So let's execute application 7, but not here. That is the wrong place. So it is here. So now you should have the sidebar with the button browse files. And with this, I select, in my case, you can select whatever you wanna select, any PDF that you have available. It is an essay of an author. I load it. I save to AstroDB. And once you saved it to AstroDB, you can ask questions and test if the LLM really gets the context about the PDF. And so this PDF is about, is an essay. And my question is, so what were the two main things the author worked on before college? The LLM, they does not know about which author is that all about. And it wasn't trained with that essay PDF document. But now that we have vectorized it and we inject it into the prompt, the context and pass it over to the LLM. So we get the two main things that are writing and programming with some more information back from the LLM. Please let me know if that worked for you, any successes with that? Hey, cool, very cool. So it worked for quite a number of folks. And this is really a super simple chatbot application. So there are many ways to make it even more valuable and more production ready for sure. And if you are interested in, if you have a project, yeah, I would be glad or we would be glad DataStax to simply reach out to me, to us. Yeah, we would love to give you a hand with whatever you wanna do. So there is a last step within the workshop. And so this is to bring your application up and running on the Streamlit platform. So I hope each of you got Streamlit account. So it is not only the framework, it is also a platform.

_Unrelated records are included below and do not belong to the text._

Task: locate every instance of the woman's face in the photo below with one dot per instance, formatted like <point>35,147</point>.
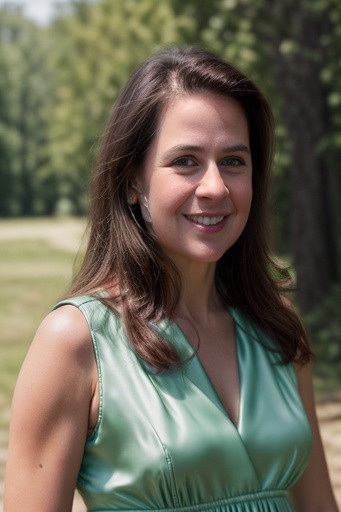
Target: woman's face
<point>195,189</point>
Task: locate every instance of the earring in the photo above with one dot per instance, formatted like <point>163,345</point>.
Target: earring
<point>132,198</point>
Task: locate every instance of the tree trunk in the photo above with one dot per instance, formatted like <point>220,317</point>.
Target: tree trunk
<point>295,56</point>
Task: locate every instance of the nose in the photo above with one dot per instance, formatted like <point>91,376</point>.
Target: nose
<point>211,184</point>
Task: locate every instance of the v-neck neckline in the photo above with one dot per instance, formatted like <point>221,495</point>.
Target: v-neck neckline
<point>196,372</point>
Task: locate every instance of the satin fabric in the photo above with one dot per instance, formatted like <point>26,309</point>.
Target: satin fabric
<point>163,441</point>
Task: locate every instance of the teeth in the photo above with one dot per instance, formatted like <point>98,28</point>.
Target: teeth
<point>207,221</point>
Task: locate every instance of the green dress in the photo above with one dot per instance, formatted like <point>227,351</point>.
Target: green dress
<point>164,442</point>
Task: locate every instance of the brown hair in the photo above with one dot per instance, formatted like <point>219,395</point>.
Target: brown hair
<point>123,255</point>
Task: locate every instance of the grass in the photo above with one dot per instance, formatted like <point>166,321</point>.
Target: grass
<point>36,266</point>
<point>36,263</point>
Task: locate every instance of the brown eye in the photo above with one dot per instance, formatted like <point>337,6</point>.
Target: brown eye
<point>184,161</point>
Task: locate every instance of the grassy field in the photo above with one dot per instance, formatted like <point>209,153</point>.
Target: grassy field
<point>36,264</point>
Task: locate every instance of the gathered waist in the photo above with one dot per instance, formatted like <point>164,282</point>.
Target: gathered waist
<point>264,501</point>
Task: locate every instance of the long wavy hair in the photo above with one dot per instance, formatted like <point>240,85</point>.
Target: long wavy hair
<point>122,256</point>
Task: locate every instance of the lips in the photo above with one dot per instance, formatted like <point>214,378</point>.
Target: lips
<point>207,221</point>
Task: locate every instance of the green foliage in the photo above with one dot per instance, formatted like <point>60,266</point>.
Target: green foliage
<point>324,327</point>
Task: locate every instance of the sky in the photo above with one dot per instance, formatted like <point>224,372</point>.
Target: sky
<point>38,10</point>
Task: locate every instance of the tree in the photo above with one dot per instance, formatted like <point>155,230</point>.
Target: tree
<point>292,49</point>
<point>99,44</point>
<point>24,94</point>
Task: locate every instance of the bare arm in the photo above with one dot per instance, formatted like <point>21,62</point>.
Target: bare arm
<point>313,491</point>
<point>50,415</point>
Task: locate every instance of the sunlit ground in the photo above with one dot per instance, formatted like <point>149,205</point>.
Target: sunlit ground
<point>36,264</point>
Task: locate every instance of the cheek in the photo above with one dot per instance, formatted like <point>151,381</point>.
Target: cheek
<point>243,195</point>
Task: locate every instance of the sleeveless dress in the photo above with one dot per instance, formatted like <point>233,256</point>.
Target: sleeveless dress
<point>164,442</point>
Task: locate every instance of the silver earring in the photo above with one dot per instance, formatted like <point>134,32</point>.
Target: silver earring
<point>132,198</point>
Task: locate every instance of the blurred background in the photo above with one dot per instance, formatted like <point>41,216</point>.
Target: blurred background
<point>62,64</point>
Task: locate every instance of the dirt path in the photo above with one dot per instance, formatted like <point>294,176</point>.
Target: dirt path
<point>66,234</point>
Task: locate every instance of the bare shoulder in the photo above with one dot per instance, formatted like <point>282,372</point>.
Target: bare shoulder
<point>66,326</point>
<point>50,414</point>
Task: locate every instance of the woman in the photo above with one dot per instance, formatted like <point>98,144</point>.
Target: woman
<point>176,375</point>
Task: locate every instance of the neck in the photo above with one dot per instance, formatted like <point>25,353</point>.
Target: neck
<point>199,296</point>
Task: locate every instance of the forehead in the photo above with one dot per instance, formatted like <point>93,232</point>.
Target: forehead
<point>201,114</point>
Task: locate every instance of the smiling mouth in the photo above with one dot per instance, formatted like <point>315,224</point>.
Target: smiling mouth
<point>207,221</point>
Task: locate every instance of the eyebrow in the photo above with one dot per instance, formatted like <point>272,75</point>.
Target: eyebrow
<point>189,147</point>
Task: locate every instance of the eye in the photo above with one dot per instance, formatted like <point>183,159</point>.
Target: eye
<point>232,161</point>
<point>184,161</point>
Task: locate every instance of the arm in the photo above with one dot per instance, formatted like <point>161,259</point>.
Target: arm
<point>313,491</point>
<point>50,415</point>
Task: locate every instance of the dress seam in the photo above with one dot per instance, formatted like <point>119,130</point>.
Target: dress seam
<point>210,504</point>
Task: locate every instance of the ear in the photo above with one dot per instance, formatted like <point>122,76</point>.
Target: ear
<point>132,194</point>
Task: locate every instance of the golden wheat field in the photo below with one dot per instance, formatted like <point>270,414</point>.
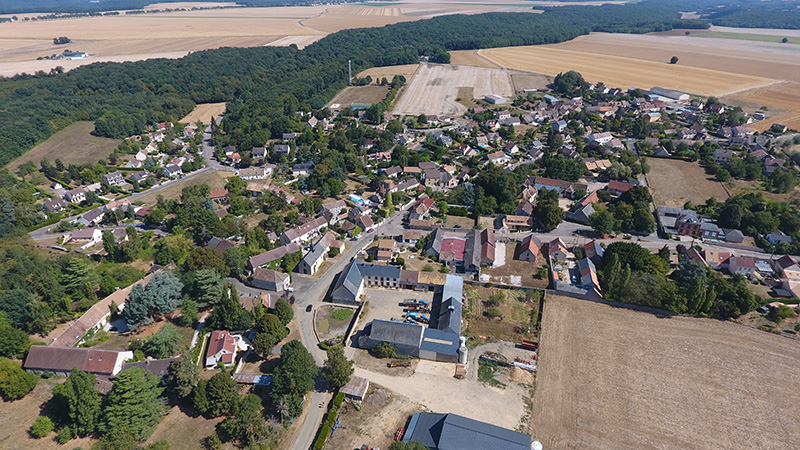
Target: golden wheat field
<point>613,378</point>
<point>623,72</point>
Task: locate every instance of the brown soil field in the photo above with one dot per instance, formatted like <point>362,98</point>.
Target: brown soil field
<point>613,378</point>
<point>675,182</point>
<point>205,113</point>
<point>623,72</point>
<point>434,88</point>
<point>360,94</point>
<point>389,72</point>
<point>72,145</point>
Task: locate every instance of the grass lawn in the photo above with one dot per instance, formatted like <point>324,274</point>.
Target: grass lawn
<point>72,145</point>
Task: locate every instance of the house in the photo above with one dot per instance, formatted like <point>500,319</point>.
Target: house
<point>454,432</point>
<point>723,155</point>
<point>557,250</point>
<point>617,188</point>
<point>741,265</point>
<point>253,173</point>
<point>172,170</point>
<point>92,217</point>
<point>222,348</point>
<point>61,360</point>
<point>76,196</point>
<point>385,249</point>
<point>303,232</point>
<point>303,169</point>
<point>778,237</point>
<point>594,251</point>
<point>497,158</point>
<point>262,259</point>
<point>269,280</point>
<point>55,205</point>
<point>114,178</point>
<point>529,249</point>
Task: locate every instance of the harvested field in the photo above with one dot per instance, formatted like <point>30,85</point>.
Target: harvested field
<point>205,113</point>
<point>675,182</point>
<point>72,145</point>
<point>360,94</point>
<point>785,96</point>
<point>632,380</point>
<point>215,179</point>
<point>623,71</point>
<point>389,72</point>
<point>434,88</point>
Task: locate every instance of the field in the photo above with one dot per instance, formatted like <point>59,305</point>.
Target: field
<point>675,182</point>
<point>215,179</point>
<point>360,94</point>
<point>623,72</point>
<point>205,113</point>
<point>72,145</point>
<point>632,380</point>
<point>434,88</point>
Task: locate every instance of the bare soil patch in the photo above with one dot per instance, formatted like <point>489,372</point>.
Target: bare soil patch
<point>435,87</point>
<point>675,182</point>
<point>360,94</point>
<point>72,145</point>
<point>631,380</point>
<point>623,71</point>
<point>205,113</point>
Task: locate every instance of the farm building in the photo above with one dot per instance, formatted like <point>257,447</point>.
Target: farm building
<point>454,432</point>
<point>495,99</point>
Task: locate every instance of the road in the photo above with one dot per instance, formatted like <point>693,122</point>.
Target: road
<point>311,291</point>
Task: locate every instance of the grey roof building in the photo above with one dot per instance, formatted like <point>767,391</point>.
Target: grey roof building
<point>454,432</point>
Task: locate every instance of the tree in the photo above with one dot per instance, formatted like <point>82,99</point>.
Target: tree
<point>284,311</point>
<point>163,344</point>
<point>337,369</point>
<point>41,427</point>
<point>220,392</point>
<point>80,400</point>
<point>183,375</point>
<point>161,296</point>
<point>133,404</point>
<point>15,383</point>
<point>13,341</point>
<point>384,350</point>
<point>295,372</point>
<point>602,222</point>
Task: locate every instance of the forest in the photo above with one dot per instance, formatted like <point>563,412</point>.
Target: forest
<point>265,86</point>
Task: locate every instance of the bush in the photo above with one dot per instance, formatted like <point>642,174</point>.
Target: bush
<point>41,427</point>
<point>342,314</point>
<point>64,435</point>
<point>384,350</point>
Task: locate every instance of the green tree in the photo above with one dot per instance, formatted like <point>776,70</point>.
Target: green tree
<point>41,427</point>
<point>15,383</point>
<point>183,375</point>
<point>284,311</point>
<point>163,344</point>
<point>133,404</point>
<point>80,401</point>
<point>337,369</point>
<point>602,221</point>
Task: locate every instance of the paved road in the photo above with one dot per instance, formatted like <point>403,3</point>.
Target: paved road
<point>311,291</point>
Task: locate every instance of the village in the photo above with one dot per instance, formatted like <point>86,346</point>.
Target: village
<point>423,247</point>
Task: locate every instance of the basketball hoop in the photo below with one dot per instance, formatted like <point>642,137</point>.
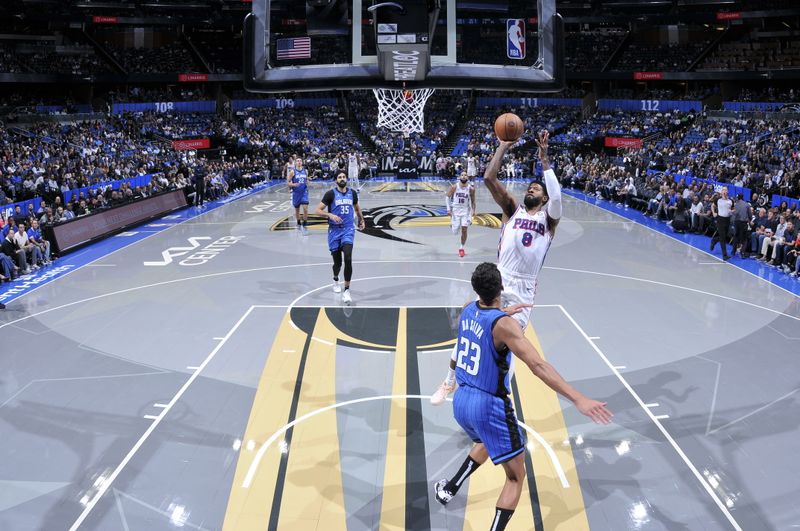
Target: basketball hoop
<point>401,110</point>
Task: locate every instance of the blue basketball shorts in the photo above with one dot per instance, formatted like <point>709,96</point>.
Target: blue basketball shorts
<point>338,236</point>
<point>300,198</point>
<point>490,420</point>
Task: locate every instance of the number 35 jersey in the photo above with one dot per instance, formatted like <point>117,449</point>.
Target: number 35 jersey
<point>524,242</point>
<point>478,364</point>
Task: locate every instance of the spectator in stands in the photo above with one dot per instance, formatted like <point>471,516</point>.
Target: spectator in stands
<point>35,237</point>
<point>742,216</point>
<point>771,238</point>
<point>32,251</point>
<point>9,248</point>
<point>786,240</point>
<point>721,210</point>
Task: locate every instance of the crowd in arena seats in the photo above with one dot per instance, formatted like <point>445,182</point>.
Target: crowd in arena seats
<point>641,56</point>
<point>759,155</point>
<point>46,58</point>
<point>590,50</point>
<point>138,94</point>
<point>651,93</point>
<point>757,54</point>
<point>769,94</point>
<point>169,58</point>
<point>619,123</point>
<point>9,61</point>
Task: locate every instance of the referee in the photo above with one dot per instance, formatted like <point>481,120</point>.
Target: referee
<point>722,213</point>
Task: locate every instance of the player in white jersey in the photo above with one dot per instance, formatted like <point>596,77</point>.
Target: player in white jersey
<point>472,166</point>
<point>352,171</point>
<point>460,200</point>
<point>525,238</point>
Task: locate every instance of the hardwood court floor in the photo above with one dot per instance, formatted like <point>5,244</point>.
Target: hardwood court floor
<point>208,378</point>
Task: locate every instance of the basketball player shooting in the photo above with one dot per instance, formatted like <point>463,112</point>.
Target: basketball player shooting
<point>527,233</point>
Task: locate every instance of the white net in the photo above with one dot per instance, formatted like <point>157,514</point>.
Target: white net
<point>402,110</point>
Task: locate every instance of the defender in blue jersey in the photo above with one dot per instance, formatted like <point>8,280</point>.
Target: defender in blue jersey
<point>342,205</point>
<point>296,180</point>
<point>482,407</point>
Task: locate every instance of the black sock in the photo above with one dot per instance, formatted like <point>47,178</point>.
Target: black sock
<point>467,468</point>
<point>501,518</point>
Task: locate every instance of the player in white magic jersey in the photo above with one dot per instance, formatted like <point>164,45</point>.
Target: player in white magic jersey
<point>472,166</point>
<point>525,238</point>
<point>460,200</point>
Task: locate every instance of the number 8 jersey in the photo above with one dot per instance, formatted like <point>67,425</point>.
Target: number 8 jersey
<point>524,242</point>
<point>478,364</point>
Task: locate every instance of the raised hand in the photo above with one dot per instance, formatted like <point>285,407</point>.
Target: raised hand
<point>542,141</point>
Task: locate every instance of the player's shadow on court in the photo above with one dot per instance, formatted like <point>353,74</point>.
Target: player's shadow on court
<point>609,479</point>
<point>365,497</point>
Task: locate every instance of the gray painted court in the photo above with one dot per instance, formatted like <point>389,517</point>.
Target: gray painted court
<point>126,389</point>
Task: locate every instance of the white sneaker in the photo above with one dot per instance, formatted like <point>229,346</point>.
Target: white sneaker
<point>442,393</point>
<point>442,496</point>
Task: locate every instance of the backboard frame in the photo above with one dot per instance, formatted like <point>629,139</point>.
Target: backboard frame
<point>547,75</point>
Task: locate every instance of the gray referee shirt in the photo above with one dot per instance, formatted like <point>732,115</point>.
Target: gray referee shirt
<point>724,207</point>
<point>741,211</point>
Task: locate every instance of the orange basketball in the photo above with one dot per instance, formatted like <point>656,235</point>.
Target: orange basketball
<point>508,127</point>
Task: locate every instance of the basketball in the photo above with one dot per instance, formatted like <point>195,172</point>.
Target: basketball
<point>508,127</point>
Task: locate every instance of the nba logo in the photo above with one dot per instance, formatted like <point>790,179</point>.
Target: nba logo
<point>515,43</point>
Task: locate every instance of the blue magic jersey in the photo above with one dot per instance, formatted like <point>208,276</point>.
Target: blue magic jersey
<point>343,205</point>
<point>478,364</point>
<point>300,177</point>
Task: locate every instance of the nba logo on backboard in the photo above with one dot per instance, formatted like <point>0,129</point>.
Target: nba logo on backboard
<point>515,43</point>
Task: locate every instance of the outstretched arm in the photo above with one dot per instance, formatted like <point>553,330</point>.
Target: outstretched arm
<point>508,332</point>
<point>554,207</point>
<point>472,200</point>
<point>448,198</point>
<point>361,222</point>
<point>496,188</point>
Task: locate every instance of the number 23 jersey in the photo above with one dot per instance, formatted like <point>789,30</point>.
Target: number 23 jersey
<point>478,364</point>
<point>524,242</point>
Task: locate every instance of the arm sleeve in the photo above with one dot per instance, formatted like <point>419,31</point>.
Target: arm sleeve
<point>327,199</point>
<point>554,193</point>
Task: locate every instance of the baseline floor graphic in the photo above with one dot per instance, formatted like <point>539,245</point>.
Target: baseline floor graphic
<point>338,432</point>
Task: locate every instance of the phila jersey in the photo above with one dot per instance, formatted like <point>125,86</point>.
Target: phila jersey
<point>300,177</point>
<point>462,204</point>
<point>524,242</point>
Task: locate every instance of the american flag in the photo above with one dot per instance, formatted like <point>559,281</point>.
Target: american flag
<point>294,48</point>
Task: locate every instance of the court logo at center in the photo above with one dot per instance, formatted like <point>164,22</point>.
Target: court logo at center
<point>200,257</point>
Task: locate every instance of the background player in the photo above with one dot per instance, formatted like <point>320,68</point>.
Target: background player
<point>482,406</point>
<point>342,205</point>
<point>460,207</point>
<point>528,230</point>
<point>297,179</point>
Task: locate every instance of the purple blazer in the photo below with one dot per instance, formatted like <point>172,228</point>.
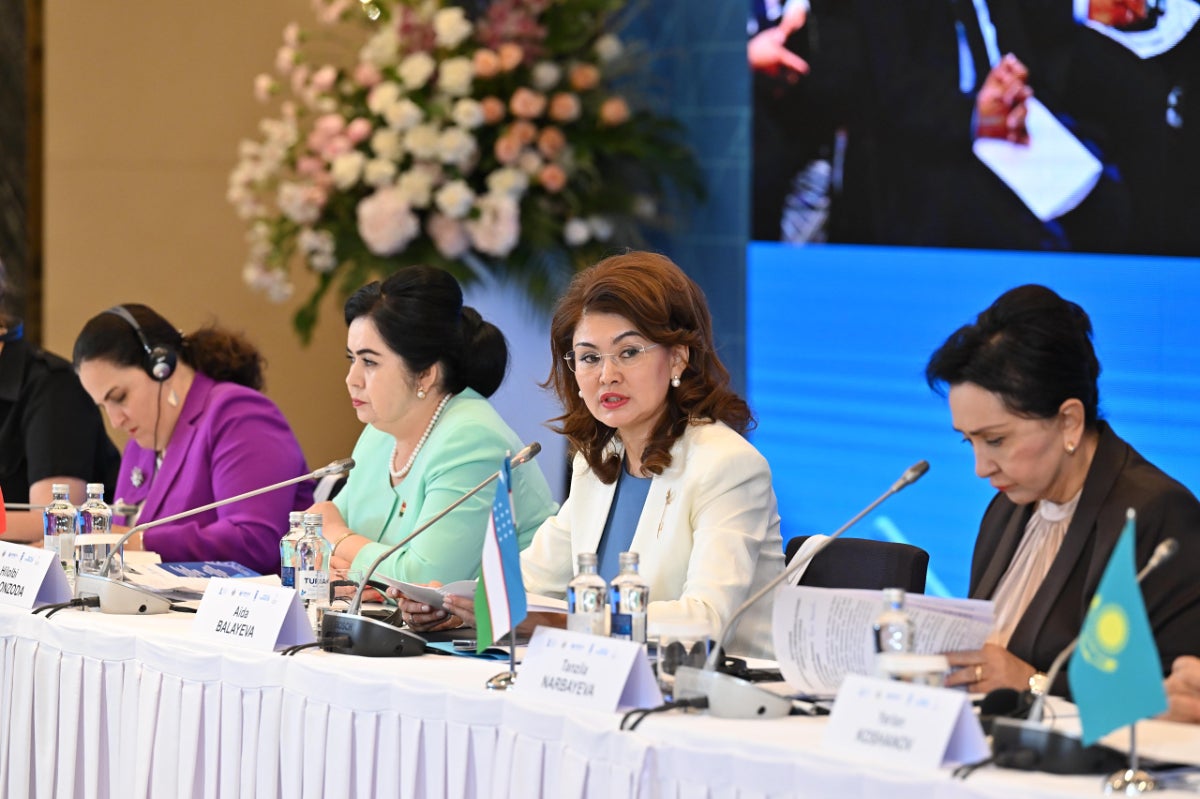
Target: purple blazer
<point>229,439</point>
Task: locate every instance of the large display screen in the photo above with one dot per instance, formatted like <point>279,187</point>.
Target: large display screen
<point>913,160</point>
<point>838,338</point>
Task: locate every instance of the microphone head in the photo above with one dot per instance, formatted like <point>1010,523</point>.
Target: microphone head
<point>911,475</point>
<point>336,467</point>
<point>526,455</point>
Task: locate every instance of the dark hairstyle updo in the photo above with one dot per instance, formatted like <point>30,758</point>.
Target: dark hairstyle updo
<point>1032,348</point>
<point>420,316</point>
<point>223,355</point>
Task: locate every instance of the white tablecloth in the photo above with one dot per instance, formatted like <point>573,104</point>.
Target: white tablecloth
<point>127,707</point>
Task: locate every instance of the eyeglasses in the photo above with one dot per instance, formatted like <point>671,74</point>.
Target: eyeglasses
<point>589,361</point>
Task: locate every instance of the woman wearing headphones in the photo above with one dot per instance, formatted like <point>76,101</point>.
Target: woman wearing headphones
<point>199,431</point>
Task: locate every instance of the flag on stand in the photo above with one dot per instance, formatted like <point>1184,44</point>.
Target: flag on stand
<point>499,594</point>
<point>1116,676</point>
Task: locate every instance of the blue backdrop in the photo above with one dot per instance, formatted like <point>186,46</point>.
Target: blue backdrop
<point>837,342</point>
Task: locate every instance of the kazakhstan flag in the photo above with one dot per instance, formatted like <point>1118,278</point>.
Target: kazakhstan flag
<point>1116,677</point>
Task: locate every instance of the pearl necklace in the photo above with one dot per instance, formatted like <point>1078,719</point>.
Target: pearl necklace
<point>395,451</point>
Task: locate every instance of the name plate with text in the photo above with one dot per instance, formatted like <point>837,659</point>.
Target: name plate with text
<point>251,614</point>
<point>31,577</point>
<point>903,724</point>
<point>587,671</point>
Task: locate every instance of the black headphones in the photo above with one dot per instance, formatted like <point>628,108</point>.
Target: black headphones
<point>160,362</point>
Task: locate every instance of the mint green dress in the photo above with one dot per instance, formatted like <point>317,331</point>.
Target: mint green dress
<point>467,444</point>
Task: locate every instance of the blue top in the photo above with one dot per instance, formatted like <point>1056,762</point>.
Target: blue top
<point>618,532</point>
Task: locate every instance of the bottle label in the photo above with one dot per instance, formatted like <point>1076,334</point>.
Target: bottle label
<point>313,586</point>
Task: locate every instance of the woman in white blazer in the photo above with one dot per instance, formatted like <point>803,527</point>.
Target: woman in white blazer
<point>660,464</point>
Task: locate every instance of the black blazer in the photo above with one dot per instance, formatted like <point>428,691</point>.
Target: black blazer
<point>1119,479</point>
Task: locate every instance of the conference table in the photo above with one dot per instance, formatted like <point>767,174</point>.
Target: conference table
<point>129,707</point>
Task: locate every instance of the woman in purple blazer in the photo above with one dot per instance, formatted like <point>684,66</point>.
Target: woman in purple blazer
<point>199,431</point>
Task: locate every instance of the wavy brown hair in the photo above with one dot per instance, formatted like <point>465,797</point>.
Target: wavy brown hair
<point>666,307</point>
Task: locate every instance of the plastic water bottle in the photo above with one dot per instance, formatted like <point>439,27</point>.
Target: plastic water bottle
<point>629,598</point>
<point>95,517</point>
<point>586,598</point>
<point>288,548</point>
<point>893,629</point>
<point>313,554</point>
<point>58,528</point>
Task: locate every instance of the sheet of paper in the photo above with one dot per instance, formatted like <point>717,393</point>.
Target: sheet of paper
<point>821,635</point>
<point>1051,174</point>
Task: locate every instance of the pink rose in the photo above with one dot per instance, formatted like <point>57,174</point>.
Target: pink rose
<point>525,132</point>
<point>615,110</point>
<point>552,178</point>
<point>551,142</point>
<point>564,107</point>
<point>359,130</point>
<point>486,62</point>
<point>387,222</point>
<point>527,103</point>
<point>493,109</point>
<point>508,148</point>
<point>583,77</point>
<point>367,74</point>
<point>511,55</point>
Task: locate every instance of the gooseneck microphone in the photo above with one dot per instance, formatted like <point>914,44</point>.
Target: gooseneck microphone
<point>731,697</point>
<point>353,634</point>
<point>1032,745</point>
<point>121,598</point>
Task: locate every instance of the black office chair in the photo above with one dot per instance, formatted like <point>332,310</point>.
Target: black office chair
<point>862,563</point>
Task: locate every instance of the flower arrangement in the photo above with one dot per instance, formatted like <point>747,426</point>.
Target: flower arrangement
<point>489,138</point>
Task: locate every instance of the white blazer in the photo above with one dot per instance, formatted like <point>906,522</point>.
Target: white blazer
<point>708,535</point>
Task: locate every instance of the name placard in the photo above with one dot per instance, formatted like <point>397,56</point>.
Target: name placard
<point>251,614</point>
<point>31,577</point>
<point>904,725</point>
<point>587,671</point>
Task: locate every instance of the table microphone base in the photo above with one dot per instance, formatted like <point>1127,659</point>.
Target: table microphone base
<point>120,598</point>
<point>730,697</point>
<point>367,637</point>
<point>1036,746</point>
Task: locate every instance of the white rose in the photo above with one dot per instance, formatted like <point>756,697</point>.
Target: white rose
<point>498,227</point>
<point>423,142</point>
<point>609,48</point>
<point>384,96</point>
<point>546,76</point>
<point>379,173</point>
<point>449,235</point>
<point>601,227</point>
<point>508,181</point>
<point>347,168</point>
<point>418,186</point>
<point>455,76</point>
<point>382,49</point>
<point>450,26</point>
<point>455,199</point>
<point>467,113</point>
<point>415,70</point>
<point>576,232</point>
<point>387,144</point>
<point>387,222</point>
<point>456,146</point>
<point>403,114</point>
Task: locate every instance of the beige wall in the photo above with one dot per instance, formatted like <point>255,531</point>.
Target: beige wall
<point>145,104</point>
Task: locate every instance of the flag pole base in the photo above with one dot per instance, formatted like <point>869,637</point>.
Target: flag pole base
<point>1129,782</point>
<point>502,682</point>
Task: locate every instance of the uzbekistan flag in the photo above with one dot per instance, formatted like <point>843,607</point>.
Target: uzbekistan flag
<point>499,594</point>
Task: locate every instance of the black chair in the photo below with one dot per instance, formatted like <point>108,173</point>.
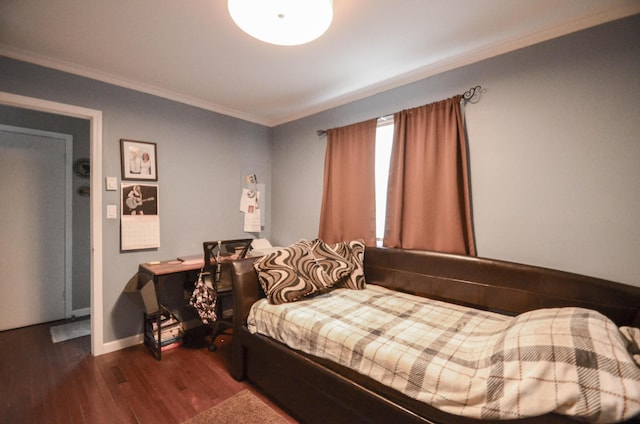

15. Deploying the Chatbot Application
Short description:
Create an application in Streamlit to deploy the workshop chatbot, making it publicly accessible. Customize the URL, copy the secrets from the secrets.toml file, and hit Save and Deploy to deploy the application. Use pipelines to update the vector database with new documents. Monitor the documents folder for changes and vectorize the new documents to update the information in Astra DB. Use the Astra API and the Python client to manage collections, delete outdated information, and interact with the database.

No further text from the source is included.